Eu acredito que Coco (ou “A Vida é uma Festa”) é, disparado, o melhor filme da Disney/Pixar. Eu já assisti umas dez vezes com os meus netos. A história é toda lógica, bem construída, coerente e trata com leveza da questão da morte e da memória. Enfatiza a importância do perdão e o significado da família. Um filme maravilhoso.

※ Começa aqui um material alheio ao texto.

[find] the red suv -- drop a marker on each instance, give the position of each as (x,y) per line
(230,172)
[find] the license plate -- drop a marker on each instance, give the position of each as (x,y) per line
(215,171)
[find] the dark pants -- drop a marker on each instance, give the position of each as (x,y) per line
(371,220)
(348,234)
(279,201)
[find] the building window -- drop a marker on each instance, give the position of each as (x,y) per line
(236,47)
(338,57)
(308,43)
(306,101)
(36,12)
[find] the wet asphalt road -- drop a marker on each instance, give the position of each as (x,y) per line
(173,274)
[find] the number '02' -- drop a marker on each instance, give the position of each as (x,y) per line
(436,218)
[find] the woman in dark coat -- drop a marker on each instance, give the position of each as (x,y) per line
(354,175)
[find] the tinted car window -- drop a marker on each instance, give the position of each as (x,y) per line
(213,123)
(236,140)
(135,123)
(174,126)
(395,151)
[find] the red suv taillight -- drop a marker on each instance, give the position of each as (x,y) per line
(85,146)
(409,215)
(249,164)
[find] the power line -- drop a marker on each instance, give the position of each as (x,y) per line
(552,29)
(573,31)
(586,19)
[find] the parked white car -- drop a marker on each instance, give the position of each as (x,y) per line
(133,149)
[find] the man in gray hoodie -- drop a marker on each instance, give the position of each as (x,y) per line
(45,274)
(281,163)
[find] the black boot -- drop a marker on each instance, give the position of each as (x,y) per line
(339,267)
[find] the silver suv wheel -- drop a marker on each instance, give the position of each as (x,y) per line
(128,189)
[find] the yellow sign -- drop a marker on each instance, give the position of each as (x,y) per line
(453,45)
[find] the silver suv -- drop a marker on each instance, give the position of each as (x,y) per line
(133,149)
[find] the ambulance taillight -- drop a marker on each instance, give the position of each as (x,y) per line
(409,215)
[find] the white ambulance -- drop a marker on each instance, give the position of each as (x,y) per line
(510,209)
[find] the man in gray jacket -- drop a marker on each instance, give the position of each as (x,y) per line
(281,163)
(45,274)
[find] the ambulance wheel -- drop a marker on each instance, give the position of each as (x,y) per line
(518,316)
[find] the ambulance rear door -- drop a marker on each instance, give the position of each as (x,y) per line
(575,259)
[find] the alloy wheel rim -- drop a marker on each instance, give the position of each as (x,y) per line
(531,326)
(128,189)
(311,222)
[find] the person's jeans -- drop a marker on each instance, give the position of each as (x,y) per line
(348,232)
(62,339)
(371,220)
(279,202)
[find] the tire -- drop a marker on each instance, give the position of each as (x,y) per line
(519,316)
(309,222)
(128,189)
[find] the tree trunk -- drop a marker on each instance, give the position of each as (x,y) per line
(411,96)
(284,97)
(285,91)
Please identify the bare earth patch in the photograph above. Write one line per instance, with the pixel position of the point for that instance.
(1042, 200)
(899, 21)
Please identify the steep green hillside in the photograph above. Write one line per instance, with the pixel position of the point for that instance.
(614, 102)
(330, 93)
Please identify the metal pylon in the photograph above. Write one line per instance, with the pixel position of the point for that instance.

Existem muitas formas de analisar este filme, e a mais natural é apreciar a linda homenagem feita ao México e a cultura deste país. Entretanto, eu gosto de analisar outro aspecto relevante: sua teleologia espiritual. O filme descreve basicamente dois planos: o plano físico onde Miguel vive com sua família e o plano dos mortos ou espiritual, onde vivem seus antepassados mais próximos e recentes. Porém, os antepassados mais antigos, aqueles dos quais ninguém mais se lembra (como o tataravô do seu bisavô), acabam “morrendo” no plano dos mortos e indo para um lugar “desconhecido”, aparentemente sem volta. O filme deixa essa dimensão última como uma pergunta sem resposta. Há um personagem que, muito enfraquecido e desenergizado, acaba falecendo no plano dos mortos e tornando-se apenas uma luminescência (como se um corpo etéreo fosse dissolvido e sobrasse apenas o princípio espiritual). Para a mitologia do filme, isso ocorreria quando ninguém mais no plano físico se recorda deles e a eles presta homenagem no “día de los muertos”. Para alguns essa “morte” poderia ser entendida, se assim o quisermos, como a volta ao plano físico, no processo de reencarnação, segundo as concepções espiritualistas. Seria uma perspectiva bem razoável.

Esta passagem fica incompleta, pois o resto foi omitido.